There is definitely confusion around the branding of Blue Button right now. To be clear, Blue Button is a consumer brand and campaign for patient access to data. As you state, consumers don’t really care what’s under the hood technically, they care about what they are able to functionally achieve. Other than CMIOs and the like most providers feel the same way. We want people to hear Blue Button and know that means easy electronic access to their data.
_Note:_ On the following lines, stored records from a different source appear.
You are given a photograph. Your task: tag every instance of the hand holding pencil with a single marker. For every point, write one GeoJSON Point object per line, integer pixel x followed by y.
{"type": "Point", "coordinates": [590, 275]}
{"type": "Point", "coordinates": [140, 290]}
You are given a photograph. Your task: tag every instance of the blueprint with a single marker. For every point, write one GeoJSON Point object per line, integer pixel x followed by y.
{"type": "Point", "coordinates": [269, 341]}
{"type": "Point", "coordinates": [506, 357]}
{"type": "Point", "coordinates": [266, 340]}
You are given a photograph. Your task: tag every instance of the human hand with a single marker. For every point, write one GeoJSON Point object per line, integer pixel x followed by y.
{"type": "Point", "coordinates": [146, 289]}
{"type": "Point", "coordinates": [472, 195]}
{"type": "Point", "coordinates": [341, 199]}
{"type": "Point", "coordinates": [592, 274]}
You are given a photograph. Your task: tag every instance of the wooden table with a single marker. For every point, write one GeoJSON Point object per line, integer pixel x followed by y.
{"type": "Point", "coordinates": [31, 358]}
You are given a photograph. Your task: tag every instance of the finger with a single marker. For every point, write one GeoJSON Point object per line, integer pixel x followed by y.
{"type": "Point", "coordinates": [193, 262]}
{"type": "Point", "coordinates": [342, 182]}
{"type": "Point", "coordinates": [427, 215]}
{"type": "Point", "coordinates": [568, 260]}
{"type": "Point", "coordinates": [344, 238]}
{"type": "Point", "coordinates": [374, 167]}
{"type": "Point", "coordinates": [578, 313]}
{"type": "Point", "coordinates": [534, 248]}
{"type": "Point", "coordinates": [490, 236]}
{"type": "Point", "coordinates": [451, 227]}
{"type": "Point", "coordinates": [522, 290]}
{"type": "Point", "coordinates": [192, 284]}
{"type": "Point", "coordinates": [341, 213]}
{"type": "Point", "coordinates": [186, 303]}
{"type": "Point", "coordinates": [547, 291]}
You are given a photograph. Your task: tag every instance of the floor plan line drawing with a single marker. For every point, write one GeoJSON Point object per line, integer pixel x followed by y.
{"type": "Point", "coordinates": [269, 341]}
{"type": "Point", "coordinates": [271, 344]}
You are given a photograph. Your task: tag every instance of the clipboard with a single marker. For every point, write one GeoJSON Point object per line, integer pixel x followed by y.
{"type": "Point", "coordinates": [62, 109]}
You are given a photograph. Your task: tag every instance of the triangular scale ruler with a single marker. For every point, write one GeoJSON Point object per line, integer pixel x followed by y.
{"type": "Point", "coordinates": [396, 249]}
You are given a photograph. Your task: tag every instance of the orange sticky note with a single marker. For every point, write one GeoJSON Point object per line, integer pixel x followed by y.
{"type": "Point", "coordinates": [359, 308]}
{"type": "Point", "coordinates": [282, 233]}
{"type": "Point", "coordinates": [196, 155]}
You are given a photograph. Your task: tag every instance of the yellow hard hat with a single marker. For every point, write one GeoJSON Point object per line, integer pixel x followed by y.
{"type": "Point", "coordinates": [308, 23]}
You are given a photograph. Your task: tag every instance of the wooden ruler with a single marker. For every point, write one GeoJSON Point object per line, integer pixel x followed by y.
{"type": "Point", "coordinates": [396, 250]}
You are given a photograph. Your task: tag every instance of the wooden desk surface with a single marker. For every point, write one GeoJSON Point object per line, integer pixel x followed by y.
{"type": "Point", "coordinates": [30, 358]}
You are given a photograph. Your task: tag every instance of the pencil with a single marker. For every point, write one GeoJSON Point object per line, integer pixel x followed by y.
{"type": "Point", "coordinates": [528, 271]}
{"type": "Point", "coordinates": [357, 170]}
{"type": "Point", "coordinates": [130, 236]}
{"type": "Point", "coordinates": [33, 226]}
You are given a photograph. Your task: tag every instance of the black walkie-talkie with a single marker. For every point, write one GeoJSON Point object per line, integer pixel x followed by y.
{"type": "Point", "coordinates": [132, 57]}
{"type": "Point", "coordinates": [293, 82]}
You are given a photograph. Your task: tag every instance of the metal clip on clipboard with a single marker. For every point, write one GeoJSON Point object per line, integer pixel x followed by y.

The question of naming and the different flavors of Blue Button + for developers is a really important one, and I’d love to see a conversation develop here to help us make this better. To the extent that we are trying to get multiple data types/content to patients (clinical versus claims) and the timeline for our regulatory lever of Meaningful Use, its not feasible to tell everyone to use one content and transport standard. From the clinical standpoint, there is only one content standard, the consolidated CDA. From the transport standpoint, as you note there is both the Direct and RESTful API approach. The latter is what I am personally most interested in long term, as are most people in the developer community. But Direct is in place NOW and required for all MU certified EHR technology. There is literally nothing we can do to slip the REST transport method into certification requirements that will begin to impact industry on a timeline that makes sense for any startup, so we decided that its strategically foolish to throw all of our eggs in the REST basket and wait several more years for people to be able to access their data. I don’t like simplistic cop-outs like “government can make people do it”.

Though the MU lever is not immediately available to us, we are working hard to encourage the uptake of Blue Button REST in other ways and with data holders we have weaker regulatory authority over, such as through the REST Pilot workgroups. As you note most date holders and providers are not exactly making money off of giving people their data. I’ve been told point blank by some of these companies that unless its in regulation, its not happening. We need patients and developers to step up and put the pressure on their providers and data holders like pharmacies and insurers.

One of our team members is in the midst of updating the Implementation Guide, it will be great to get feedback when its finished soon. GitHub is the central place for all of the dev support tools you mention: https://github.com/blue-button

We’d love to hear suggestions on what other events and support tools would be most helpful to developers. Would regular implementation support calls help? More regular email outreach? The Blue Button team will be presenting at and attending mHealth, and there is a codeathon and shortened Dev Forum in the works for Boston in late January. It would be great to connect with you and any readers there. Our team is also ALWAYS willing to speak with developers who want to learn about or need help with Blue Button.

We’d love to hear suggestions on what other events and support tools would be most helpful to developers. Would regular implementation support calls help? More regular email outreach?

There are many examples of how to do developer outreach among tech companies. Some of the best that come to mind are Twilio, Dropbox, and GitHub.

I think the next six months to a year will be a much more accurate indicator of its success.

I think and hope so too.

Lots of thoughtful thoughts in here. Thanks for sharing them.